Sector experts said this would not only reduce Infosys’ dependence on the H1B visa, which has seen increased restrictions under the current US administration. It will also help the company in building an employee pyramid for its future operations. “More local staffers means Infosys
can now participate in those outsourcing contracts where the work has to be done completely in the US, without any offshore component. It will also enable Infosys
to reduce the sub-contracting cost by executing projects through local hires,” an outsourcing advisor said.
In the quarter ended June, sub-contracting cost was 7.5 per cent of total delivery cost. North America as a region contributed 61.6 per cent of total revenue.
Before opening the Arizone centre, Infosys
had also opened innovation centres at Indianapolis (Indiana), Raleigh (North Carolina), Hartford (Connecticut) and Providence (Rhode Island) in the US. It has completed the hiring of 10,000 locals and plans to add another 1,000 American workers by 2023.
“Clients are happy that we.can work both sides, that we can work without constraints.
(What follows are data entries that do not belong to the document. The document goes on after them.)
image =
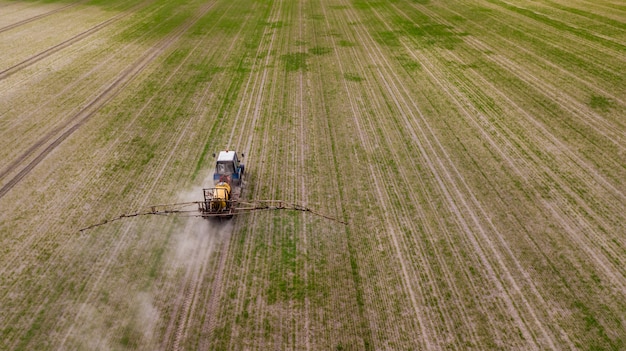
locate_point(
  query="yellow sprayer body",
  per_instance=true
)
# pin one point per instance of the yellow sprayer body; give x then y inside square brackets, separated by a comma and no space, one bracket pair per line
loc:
[221,195]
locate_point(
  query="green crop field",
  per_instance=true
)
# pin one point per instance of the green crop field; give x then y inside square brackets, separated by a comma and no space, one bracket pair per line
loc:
[476,150]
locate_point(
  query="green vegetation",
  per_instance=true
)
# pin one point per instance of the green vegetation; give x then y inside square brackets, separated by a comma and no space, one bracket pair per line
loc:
[474,150]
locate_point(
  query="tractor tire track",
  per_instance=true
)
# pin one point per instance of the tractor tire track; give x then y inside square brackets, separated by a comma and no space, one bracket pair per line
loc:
[56,48]
[155,52]
[76,121]
[34,18]
[551,175]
And, given the centres we have built, we can now work anywhere, based on what clients want specifically from the project,” Salil Parekh, chief executive, recently told Business Standard.
However, tweaking of the delivery structure with more local hiring in client geographies is seen as margin-dilutive for now. “Hiring of more locals may impact margin in the short term. But, building up delivery capabilities in the US protects the firm against change in visa regulations in the medium term,” an industry analyst said.